O cabo aberto (Diário Económico, 25 Abril 2003): "O anúncio feito pelo presidente da ANACOM ? a autoridade reguladora das comunicações entre nós ? de obrigar a Portugal Telecom (PT) a abrir mão da rede de cabo é uma das mais notáveis medidas regulatórias tomadas nos últimos anos entre nós. [...]
tanto a rede básica de telecomunicações (a rede de cobre) como a nova rede de cabo ficaram sob a égide do operador histórico, a PT (no caso do cabo, através de uma filial, a PTM). A situação tornou-se ainda mais consolidada recentemente, quando o Estado resolveu alienar a rede básica à PT, que até aí dispunha dela apenas a título de entidade concessionária do serviço público de telecomunicações.

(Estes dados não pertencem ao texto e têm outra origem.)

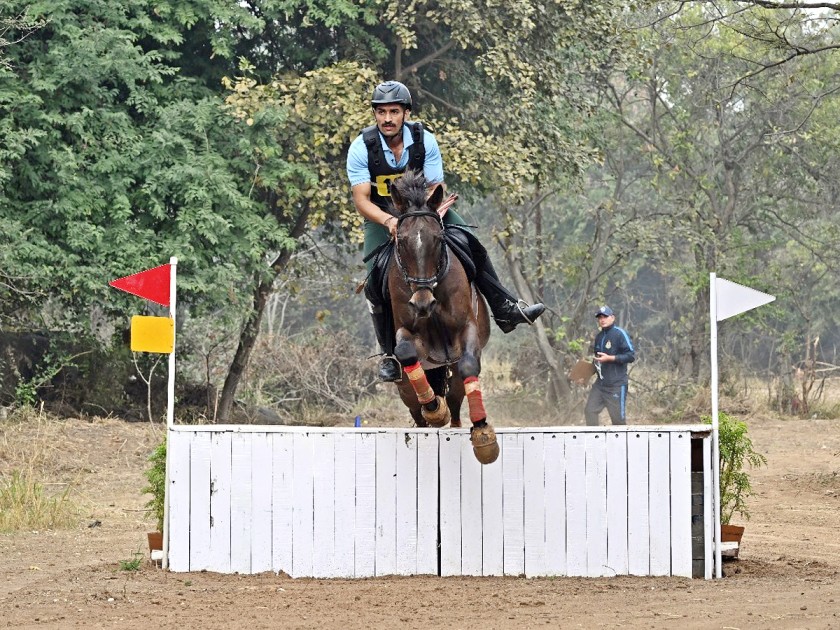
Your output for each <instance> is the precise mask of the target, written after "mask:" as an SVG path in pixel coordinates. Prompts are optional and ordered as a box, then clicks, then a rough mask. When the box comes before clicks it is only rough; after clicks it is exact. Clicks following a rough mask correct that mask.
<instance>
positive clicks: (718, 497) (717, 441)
mask: <svg viewBox="0 0 840 630" xmlns="http://www.w3.org/2000/svg"><path fill="white" fill-rule="evenodd" d="M709 321H710V322H711V327H710V328H711V355H712V356H711V358H712V382H711V389H712V471H713V472H712V479H713V486H714V494H715V498H714V502H713V504H712V519H713V520H714V525H715V530H714V531H715V577H717V578H720V577H723V572H722V569H721V556H720V436H719V433H718V365H717V287H716V278H715V274H714V273H710V274H709Z"/></svg>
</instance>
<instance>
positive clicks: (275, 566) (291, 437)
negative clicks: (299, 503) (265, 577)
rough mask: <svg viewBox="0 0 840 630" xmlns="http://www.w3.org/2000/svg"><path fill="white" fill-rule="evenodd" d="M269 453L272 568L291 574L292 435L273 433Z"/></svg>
mask: <svg viewBox="0 0 840 630" xmlns="http://www.w3.org/2000/svg"><path fill="white" fill-rule="evenodd" d="M271 439H272V453H271V459H272V462H271V470H272V478H273V481H272V486H271V540H272V542H271V555H272V559H271V568H272V570H273V571H274V572H275V573H280V572H281V571H282V572H283V573H285V574H286V575H291V574H292V532H293V529H292V525H293V519H294V481H293V479H294V477H293V473H294V434H292V433H274V434H273V435H272V436H271Z"/></svg>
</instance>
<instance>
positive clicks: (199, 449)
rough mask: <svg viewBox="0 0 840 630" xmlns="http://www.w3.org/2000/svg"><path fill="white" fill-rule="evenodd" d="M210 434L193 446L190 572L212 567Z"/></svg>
mask: <svg viewBox="0 0 840 630" xmlns="http://www.w3.org/2000/svg"><path fill="white" fill-rule="evenodd" d="M210 436H211V434H210V433H198V434H195V435H194V437H193V439H192V444H191V446H190V571H206V570H207V569H209V568H210Z"/></svg>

A mesma acumulação se verificou no caso da rede de cabo, esta já construída pela PT, na medida em que o cabo, além da imagem, pode servir também de suporte à transmissão de voz, bem como de dados com largo débito. A expansão da Internet de banda larga veio valorizar sobremaneira a importância do cabo, pese embora a alternativa da ADSL através das linhas telefónicas tradicionais. [...]

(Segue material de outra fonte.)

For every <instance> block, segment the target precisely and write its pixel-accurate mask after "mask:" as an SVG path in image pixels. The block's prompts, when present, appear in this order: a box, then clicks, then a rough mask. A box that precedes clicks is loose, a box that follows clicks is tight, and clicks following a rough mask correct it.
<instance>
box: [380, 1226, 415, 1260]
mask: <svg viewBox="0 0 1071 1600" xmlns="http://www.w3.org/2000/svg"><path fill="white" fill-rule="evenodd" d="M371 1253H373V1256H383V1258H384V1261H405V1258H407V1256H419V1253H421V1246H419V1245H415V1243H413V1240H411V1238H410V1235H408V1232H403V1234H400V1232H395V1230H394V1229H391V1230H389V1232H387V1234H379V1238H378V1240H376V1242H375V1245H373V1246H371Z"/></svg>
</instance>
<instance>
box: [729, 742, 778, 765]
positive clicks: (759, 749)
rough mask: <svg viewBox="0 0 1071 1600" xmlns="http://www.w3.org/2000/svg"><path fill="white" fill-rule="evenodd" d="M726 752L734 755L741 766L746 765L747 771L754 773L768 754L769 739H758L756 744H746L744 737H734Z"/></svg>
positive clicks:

Para além dos seus efeitos positivos sobre o mercado de telecomunicações, esta medida regulatória merece destaque por outro motivo, a saber, pela comprovação da assinalável autonomia dos reguladores sectoriais em relação aos operadores dominantes. Tal como a ERSE em relação à EDP, é agora o regulador das telecomunicações a demonstrar que ente nós o perigo da ?captura? dos reguladores pelos regulados mais poderosos não se verifica. Por ambas as razões a iniciativa da ANACOM merece ser saudada."
Uma observação, uma pergunta e uma proposta:
1) a junção do negócio dos conteúdos com as infra-estruturas data do final dos anos 90. Era então "necessário" dominar "a cadeia de valor" desde o distribuidor e produtor até ao cliente final. Na euforia das dotcom - em que PT, Impresa (Balsemão foi dos últimos e aparentemente a contragosto, honra lhe seja feita), Media Capital ou Cofina seguem os mesmo passos ditados pelas consultoras para as cotar em Bolsa -, poucos olharam para os sinais de alerta e potenciais problemas que estão agora à vista;
2) "o perigo da ?captura? dos reguladores pelos regulados mais poderosos não se verifica". Será que Vital Moreira mantém a mesma opinião?
3) quando se quer potenciar a criação de uma indústria de conteúdos, não era melhor separar o negócio da infra-estrutura de comunicações ou da distribuição física do da produção de conteúdos? Uns e outros seriam obrigados a entender-se de forma mais... saudável!]